Interview: Edward Ball on Slaves in the Family
A Mixed Blessing
You've obviously uncovered some ugly chapters in your family history. How do you feel about how you ancestry weighs on you? I'm sure that there are some things you'd like to distance yourself from in general—
Well, what I've tried to do is to work through the bad parts of my family legacy and that is not typical in these parts, in this section of the country. White folks prefer to lock away the harsh realities of slave owning and talk about, for example, their forebears who were field infantry in the Civil War. And what I've done is to try to take the thing by the horns and reckon with it. And because I've done that, I have to say, I feel better than I once felt.
About your ancestry?
Yes.
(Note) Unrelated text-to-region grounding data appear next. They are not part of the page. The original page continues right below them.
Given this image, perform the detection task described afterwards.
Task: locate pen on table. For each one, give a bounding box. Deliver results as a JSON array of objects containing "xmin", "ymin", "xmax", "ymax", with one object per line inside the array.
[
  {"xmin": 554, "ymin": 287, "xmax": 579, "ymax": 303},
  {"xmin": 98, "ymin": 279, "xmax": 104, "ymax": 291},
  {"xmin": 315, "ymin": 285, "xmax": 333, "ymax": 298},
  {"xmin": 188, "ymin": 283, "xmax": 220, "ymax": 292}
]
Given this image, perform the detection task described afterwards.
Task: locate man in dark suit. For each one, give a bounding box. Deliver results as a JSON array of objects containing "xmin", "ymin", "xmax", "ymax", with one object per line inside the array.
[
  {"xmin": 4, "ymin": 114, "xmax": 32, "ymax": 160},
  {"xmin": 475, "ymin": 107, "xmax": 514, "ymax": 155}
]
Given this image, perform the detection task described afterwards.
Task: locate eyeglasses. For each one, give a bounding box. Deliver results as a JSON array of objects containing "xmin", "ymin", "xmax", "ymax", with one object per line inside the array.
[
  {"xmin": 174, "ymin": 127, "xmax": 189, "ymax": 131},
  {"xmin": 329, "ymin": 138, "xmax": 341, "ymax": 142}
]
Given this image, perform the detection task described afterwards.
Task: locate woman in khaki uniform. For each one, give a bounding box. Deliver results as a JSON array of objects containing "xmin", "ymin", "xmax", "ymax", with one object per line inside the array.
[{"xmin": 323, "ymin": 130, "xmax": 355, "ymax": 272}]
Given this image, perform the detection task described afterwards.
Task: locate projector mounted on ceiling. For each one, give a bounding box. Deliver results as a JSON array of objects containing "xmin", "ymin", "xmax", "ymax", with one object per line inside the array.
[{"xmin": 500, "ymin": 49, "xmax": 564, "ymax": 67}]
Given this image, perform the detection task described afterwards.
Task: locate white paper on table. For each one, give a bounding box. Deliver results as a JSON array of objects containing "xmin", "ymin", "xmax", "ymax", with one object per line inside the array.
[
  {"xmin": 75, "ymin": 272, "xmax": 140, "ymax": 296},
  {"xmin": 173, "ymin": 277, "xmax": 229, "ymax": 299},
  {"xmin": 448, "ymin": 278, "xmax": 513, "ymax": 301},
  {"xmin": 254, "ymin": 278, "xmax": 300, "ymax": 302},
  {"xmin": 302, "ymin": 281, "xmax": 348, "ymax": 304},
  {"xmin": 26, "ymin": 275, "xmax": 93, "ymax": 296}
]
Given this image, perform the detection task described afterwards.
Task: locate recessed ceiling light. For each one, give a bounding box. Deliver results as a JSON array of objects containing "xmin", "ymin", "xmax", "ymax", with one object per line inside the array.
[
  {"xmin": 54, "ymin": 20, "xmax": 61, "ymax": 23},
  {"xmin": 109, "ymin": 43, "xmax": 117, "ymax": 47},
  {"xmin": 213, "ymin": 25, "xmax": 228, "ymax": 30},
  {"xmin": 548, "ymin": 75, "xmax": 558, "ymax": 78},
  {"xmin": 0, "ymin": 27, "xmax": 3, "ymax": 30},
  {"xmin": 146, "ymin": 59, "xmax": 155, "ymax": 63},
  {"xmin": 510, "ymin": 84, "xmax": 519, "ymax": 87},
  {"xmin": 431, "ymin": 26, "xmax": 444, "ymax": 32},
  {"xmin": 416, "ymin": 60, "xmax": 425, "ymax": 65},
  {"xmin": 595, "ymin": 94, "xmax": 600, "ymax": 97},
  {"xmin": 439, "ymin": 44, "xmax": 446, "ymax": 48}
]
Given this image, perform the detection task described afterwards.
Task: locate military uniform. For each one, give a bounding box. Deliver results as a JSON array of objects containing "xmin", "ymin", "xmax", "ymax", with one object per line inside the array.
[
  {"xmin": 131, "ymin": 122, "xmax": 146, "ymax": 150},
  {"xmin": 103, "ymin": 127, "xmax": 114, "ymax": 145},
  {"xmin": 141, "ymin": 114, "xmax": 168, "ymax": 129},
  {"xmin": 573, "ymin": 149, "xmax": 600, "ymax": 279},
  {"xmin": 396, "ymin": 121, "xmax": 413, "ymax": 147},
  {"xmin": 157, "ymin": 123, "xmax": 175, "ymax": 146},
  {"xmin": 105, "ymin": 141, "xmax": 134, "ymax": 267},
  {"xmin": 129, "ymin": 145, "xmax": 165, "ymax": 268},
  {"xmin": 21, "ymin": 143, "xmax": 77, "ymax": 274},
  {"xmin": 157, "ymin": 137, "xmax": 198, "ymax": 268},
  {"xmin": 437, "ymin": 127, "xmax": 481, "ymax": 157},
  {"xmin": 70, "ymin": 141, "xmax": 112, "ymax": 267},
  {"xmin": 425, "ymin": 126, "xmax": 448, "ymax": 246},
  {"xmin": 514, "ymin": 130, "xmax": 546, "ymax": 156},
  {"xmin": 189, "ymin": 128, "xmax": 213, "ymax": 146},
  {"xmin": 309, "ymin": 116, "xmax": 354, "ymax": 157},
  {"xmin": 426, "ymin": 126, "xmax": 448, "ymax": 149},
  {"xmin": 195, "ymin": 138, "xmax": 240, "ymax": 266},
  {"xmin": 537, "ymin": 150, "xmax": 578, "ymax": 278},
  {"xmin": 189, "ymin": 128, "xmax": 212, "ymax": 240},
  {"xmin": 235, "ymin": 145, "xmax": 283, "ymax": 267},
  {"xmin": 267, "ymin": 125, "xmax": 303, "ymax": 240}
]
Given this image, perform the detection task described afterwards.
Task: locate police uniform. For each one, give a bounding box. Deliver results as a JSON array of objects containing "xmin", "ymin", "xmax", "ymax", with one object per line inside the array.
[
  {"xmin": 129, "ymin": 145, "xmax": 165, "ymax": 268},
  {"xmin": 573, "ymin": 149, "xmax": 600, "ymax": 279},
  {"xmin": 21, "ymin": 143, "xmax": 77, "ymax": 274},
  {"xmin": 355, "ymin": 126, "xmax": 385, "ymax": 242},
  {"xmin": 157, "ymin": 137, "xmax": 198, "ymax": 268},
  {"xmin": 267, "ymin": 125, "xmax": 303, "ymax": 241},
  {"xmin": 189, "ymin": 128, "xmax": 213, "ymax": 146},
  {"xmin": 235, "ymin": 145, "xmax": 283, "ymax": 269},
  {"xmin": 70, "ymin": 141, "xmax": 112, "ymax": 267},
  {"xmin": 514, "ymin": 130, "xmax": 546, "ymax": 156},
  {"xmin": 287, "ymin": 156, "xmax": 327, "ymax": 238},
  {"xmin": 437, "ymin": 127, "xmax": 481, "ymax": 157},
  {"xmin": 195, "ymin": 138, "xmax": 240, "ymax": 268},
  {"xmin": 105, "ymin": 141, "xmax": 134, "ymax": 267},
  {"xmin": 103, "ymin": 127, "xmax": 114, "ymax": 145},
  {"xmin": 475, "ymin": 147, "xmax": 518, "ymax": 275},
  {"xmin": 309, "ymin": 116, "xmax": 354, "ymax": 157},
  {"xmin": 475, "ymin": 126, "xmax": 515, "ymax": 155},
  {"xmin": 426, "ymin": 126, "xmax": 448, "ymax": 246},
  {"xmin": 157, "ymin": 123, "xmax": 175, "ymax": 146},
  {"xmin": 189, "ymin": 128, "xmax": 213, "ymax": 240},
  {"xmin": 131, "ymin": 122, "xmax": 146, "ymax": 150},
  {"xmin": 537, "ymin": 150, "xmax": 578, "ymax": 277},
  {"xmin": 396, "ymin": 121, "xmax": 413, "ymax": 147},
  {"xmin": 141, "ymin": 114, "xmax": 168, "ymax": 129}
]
I don't feel as secretive about it, I don't feel as neurotic about it, I don't feel as defensive about it, and I feel as though I've made something of it that is different. By reaching out to black families whose ancestors were enslaved by my family, I've reinterpreted this family legacy in a way that makes sense to me and makes sense to present-day politics and reality.
Are there parts that you feel proud of?
Sure. The Ball family came from England and settled in South Carolina and we've stayed here for three hundred years. We have an unbroken continuity in family identity and remembrance and we know a hell of a lot about ourselves. Our family fought in the Revolution and fought in the Civil War and it's a rare experience in American life to have such a legacy — all of it documented by us... and that is something to be proud of.
On the other hand, our family was guilty of acts of sexual violence, acts of brutality, of buying and selling children. We were in disavowal about the reprehensible nature of the business that we were in. We were ignorant and deaf to the criticisms that were raised from a very early date against slavery. So we have a lot to account for.